In Pendleton v Derbyshire County Council and The Governing Body of Glebe Junior School, the Employment Appeal Tribunal (“EAT”) has recently considered whether the dismissal of a teacher, due to her decision to stand by her husband who was convicted of making indecent images of children and voyeurism; amounted to discrimination on grounds of religion or belief.
The Claimant in this case was a teacher with an exemplary record of service. In January 2013, the Claimant’s husband was arrested, and subsequently convicted of making indecent images of children and voyeurism, and sentenced to ten months imprisonment. The Claimant did not know of her husband’s actions until he was arrested. However, the Headteacher indicated that the School would struggle to support her if she remained with her husband.
The Claimant was a committed and practising Anglican Christian and therefore held a strong belief in the sanctity of her marriage vows, and decided to stay married to her husband provided that she was satisfied he had demonstrated unequivocal repentance. The Claimant’s employer then dismissed her for gross misconduct. In particular the School confirmed that the reason for dismissal was that she had chosen to maintain a relationship with her husband, which they believed had eroded her suitability to carry out the safeguarding responsibilities of her role and that the choice she had made was in contravention to the ethos of the School.
The Claimant brought Tribunal proceedings against the School, including a claim for indirect religion or belief discrimination.
The Equality Act 2010 (the “Act”) provides that “religion” or “belief” (or lack of belief) is a protected characteristic. The Act also prohibits indirect discrimination, which occurs where an employer applies an apparently neutral provision, criterion or practice (“PCP”) but which puts or would put those who share a specific protected characteristic at a particular disadvantage.
The Tribunal’s Decision
The Employment Tribunal dismissed the claim. The Tribunal found that the Claimant did hold a belief which was that her marriage vow was sacrosanct, which was an expression of her religious faith. The Tribunal also held that the School had applied a PCP, namely a policy of dismissing those who chose not to end a relationship with a person convicted of making indecent images of children and voyeurism. However, the Tribunal found that the Claimant would have been dismissed irrespective of her belief in the sanctity of her marriage, and therefore that there was no “group disadvantage” to those who shared her belief. The Claimant appealed, and the School also cross appealed.
The Case before the EAT
The School argued that the Tribunal was wrong to find that there had been a “policy” in place, and that there was no policy or practice which had been applied. The School maintained that they had found themselves in a unique situation, whereas a practice required an element of repetition.
However, the EAT held that a response to highly unusual circumstances does not prevent that response from being the operation of a practice or policy, however rare that may occur. The EAT found that the School’s policy or practice had been to dismiss any employee who elected to stand by their spouse or partner in those particular circumstances and that the Tribunal was entitled to find that this was how they would respond in such circumstances in future.

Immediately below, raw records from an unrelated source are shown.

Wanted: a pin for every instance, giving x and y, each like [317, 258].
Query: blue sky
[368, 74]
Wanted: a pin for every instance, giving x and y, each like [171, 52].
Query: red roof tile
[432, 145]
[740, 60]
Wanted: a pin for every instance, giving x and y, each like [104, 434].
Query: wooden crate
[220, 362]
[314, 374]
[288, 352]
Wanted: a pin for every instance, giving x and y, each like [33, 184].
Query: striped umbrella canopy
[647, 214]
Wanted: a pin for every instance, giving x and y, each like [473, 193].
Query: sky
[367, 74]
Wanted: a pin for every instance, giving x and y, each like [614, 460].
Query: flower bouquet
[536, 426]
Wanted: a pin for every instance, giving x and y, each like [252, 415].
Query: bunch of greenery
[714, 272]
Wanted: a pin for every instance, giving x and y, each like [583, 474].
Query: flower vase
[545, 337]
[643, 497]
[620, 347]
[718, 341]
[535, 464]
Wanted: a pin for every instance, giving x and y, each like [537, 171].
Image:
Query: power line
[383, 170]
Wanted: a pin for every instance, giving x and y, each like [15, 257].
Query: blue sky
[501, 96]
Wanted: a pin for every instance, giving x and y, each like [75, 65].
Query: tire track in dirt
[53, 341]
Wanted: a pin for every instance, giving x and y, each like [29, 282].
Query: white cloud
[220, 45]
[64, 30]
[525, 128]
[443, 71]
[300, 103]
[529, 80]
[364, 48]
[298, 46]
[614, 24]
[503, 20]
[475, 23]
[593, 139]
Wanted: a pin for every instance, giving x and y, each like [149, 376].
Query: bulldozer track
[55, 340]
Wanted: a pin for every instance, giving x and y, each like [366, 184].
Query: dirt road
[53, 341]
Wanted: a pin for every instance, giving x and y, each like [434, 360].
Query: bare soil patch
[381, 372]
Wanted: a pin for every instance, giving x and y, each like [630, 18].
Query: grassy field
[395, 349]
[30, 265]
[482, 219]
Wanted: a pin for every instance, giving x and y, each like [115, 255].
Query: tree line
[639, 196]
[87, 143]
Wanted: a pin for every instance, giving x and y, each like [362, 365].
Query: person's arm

The EAT also overturned the Tribunal’s finding that the School’s policy or practice posted no particular disadvantage to those sharing the Claimant’s religious belief in the sanctity of marriage vows. The EAT found that question was not whether the School’s practice placed anyone in a loving and committed relationship at a disadvantage, but whether it placed those who also held a religious belief in the sanctity of marriage, arising from the sacrosanct nature of vows made before God, at a particular disadvantage, because of the moral dilemma they would face.
In this case, the EAT held that the Claimant had suffered a particular disadvantage, as would others with this particular belief. The EAT therefore overturned the Tribunal’s decision and found that dismissing the Claimant because she remained with her husband due to her religious belief did amount to indirect discrimination and she had been unfairly dismissed.
This case will obviously have ramifications for schools that face a similar situation. It will be difficult to balance the employee’s rights with the need for safeguarding in schools and retaining trust and confidence from the parents and pupils. It would undoubtedly be an uncomfortable situation if parents and pupils were to discover that the spouse of someone convicted of sexual criminal offences involving children was working at the school and remained married to the offender, but the rights of the employee also need to be considered and respected.
It should also be noted that in this case, the EAT’s decision was made based on the particularly strong religious belief of the Claimant. Therefore, if the situation were to arise and there is no strong religious belief held, it may not amount to a protected characteristic.
Nevertheless, if, as an employer, you do find yourself in this situation, it would be prudent to look at alternatives to dismissal which may be in the band of reasonable responses. In this case, the school was a local authority school and had the recourses to be able to move the Claimant to another school, therefore redeployment could have been considered. By contrast, if the school were a small MAT or a stand alone academy then the Tribunals may take a different approach, as they may not have the same resources.